На нижнем ярусе спать и восстанавливаться было значительно тяжелее - холод поднимался от земляного пола, на котором иногда располагался примитивный настил из досок, ввиду чего заключённые «первого этажа» часто заболевали, не в силах согреться и внутри жилых помещений.
Железная дисциплина.
За любое нарушение правил внутреннего распорядка – либо урезание пайка, которого и так не хватало взрослому человеку, либо карцер, пребывание в котором часто оборачивалось смертью из-за элементарного отсутствия отопления.

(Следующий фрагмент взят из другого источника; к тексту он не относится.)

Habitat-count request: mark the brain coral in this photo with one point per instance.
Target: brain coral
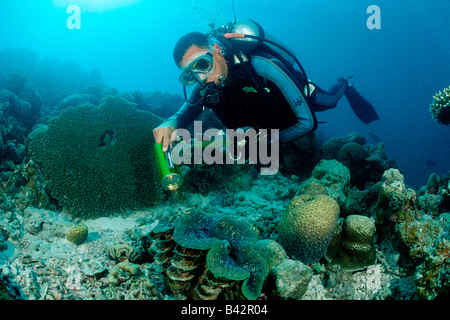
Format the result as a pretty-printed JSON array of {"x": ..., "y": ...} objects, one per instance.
[
  {"x": 334, "y": 176},
  {"x": 353, "y": 246},
  {"x": 308, "y": 226},
  {"x": 97, "y": 159},
  {"x": 440, "y": 107}
]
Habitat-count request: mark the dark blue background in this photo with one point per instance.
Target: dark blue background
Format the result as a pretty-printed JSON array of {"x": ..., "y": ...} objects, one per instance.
[{"x": 398, "y": 67}]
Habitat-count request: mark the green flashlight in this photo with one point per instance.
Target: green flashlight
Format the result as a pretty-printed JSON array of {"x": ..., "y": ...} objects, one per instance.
[{"x": 169, "y": 172}]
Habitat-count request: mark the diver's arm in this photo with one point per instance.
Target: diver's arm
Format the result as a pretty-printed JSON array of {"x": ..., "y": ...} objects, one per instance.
[
  {"x": 164, "y": 133},
  {"x": 272, "y": 69}
]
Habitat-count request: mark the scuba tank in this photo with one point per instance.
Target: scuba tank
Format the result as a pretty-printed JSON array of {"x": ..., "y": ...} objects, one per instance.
[{"x": 169, "y": 172}]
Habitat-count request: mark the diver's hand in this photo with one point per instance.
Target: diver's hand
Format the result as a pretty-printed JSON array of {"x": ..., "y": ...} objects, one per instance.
[{"x": 165, "y": 134}]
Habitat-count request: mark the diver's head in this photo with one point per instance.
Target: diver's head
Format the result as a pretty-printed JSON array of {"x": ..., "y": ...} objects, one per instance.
[{"x": 200, "y": 61}]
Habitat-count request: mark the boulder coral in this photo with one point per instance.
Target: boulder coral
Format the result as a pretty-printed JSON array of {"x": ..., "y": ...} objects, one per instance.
[
  {"x": 394, "y": 199},
  {"x": 97, "y": 159},
  {"x": 307, "y": 227},
  {"x": 334, "y": 176}
]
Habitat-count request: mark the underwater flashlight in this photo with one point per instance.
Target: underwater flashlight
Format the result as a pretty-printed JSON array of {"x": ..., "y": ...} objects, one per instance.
[{"x": 169, "y": 172}]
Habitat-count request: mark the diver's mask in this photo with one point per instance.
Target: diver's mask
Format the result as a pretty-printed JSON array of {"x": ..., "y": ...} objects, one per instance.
[{"x": 197, "y": 68}]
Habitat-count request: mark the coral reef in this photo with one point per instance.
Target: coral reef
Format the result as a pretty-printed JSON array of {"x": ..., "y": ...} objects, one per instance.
[
  {"x": 440, "y": 107},
  {"x": 78, "y": 234},
  {"x": 96, "y": 159},
  {"x": 353, "y": 245},
  {"x": 307, "y": 227},
  {"x": 126, "y": 253}
]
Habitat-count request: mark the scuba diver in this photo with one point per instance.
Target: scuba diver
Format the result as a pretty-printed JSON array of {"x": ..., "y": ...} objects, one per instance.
[{"x": 247, "y": 82}]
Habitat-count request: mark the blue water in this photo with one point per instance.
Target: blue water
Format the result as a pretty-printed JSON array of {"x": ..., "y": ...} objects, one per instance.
[{"x": 398, "y": 67}]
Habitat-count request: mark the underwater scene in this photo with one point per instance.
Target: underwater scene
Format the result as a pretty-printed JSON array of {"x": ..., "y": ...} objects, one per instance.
[{"x": 237, "y": 150}]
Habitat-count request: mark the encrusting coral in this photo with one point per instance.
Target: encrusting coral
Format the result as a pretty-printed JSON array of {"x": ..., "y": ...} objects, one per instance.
[
  {"x": 440, "y": 107},
  {"x": 307, "y": 226},
  {"x": 98, "y": 159}
]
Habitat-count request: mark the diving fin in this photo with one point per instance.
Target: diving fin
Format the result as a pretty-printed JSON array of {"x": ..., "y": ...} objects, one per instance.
[{"x": 360, "y": 106}]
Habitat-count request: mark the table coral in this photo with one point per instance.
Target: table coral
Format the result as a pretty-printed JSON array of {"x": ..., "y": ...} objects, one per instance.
[
  {"x": 98, "y": 159},
  {"x": 308, "y": 226}
]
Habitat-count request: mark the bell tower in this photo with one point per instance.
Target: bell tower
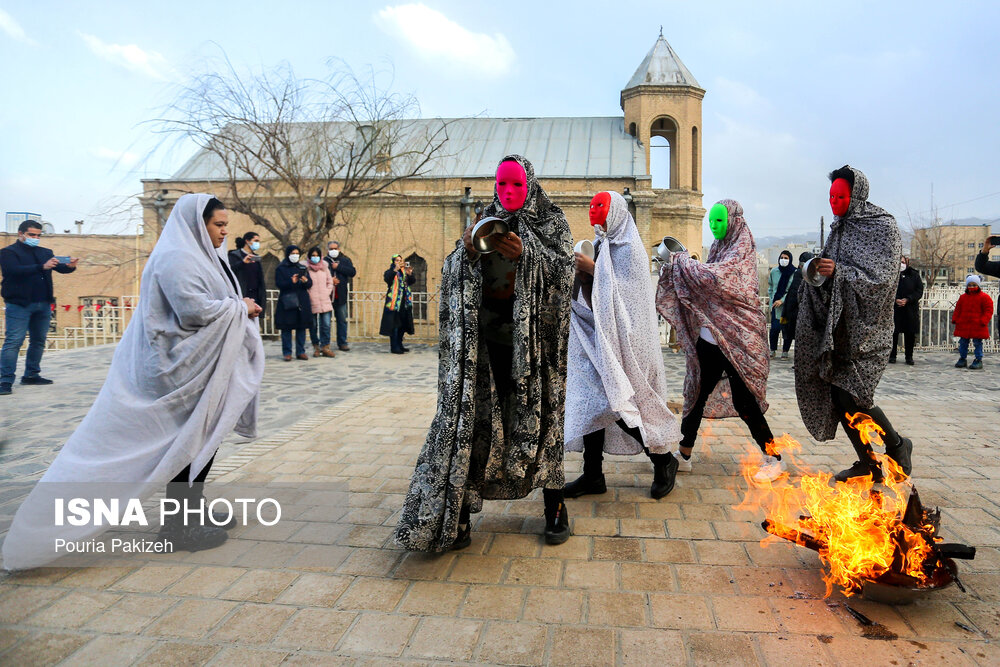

Выразить всю сложность человеческого положения в лагере, весьма трудно сухими, информационными строчками доклада.
Чтобы читатель смог представить картину целиком и полностью, я вновь обращусь за помощью к творчеству Жигулина:
Минус сорок
Показывал градусник Цельсия
На откосах смолисто пылали костры.
Становились молочными чёрные рельсы,
Все в примёрзших чешуйках
Сосновой коры.
Мы их брали на плечи –
Тяжёлые, длинные –
И несли к полотну,
Где стучат молотки.
Солнце мёрзло от стужи
Над нашими спинами
Над седыми вершинами
Спящей тайги.
С каждым часов работы
Они тяжелели,
Синеватую сталь
В наши плечи вдавив.
И сочувственно хмурились
Тёмные ели,
Наше дружное «взяли!»
Сто раз повторив.
Нас по восемь на рельс,
А под вечер – по десять,
По четырнадцать
Ставил порой бригадир.
И казалось нам:
Будь рукавицы из жести,
Всё равно бы за смену
Протёрлись до дыр.
Вы когда-нибудь знали
Такую работу?
До солёного пота,
До боли в костях!
Вы лежневые трассы
Вели по болотам?
Вы хоть были когда-нибудь
В этих местах?
Приходилось ли брёвна
Грузить с эстакады вам,
Засыпать на снегу,
Выбиваясь из сил?..
Я не циркулем тонким
Маршруты прокладывал,
Я таёжную топь
Сапогами месил!
Не на ватмане строил я
Фермы бетонные,
Но своею работой
Горжусь я вдвойне:
Я пронёс на плечах
Магистраль многотонную!
Вот на этих плечах.
Позавидуйте мне!
Ненадолго война приостановила строительство ветки Тайшет-Братск.
С 1941 по 1945 год, ветка Тайшет – Невельская, протяжённостью в 58 километров использовался как лесовозная дорога.
Только с разгромом немецко-фашистских захватчиков и с высвобождением ресурсов вновь пришли к исполнению грандиозные планы по строительству железной дороги и строительству Братской ГЭС. Так как запланированные работы первоначальными силами шли медленно (изначально на участок пригнали около 20 тысяч заключённых), в 1947 году, на помощь глобальной стройке, в Братский район поступило около 40 тысяч японских военнопленных.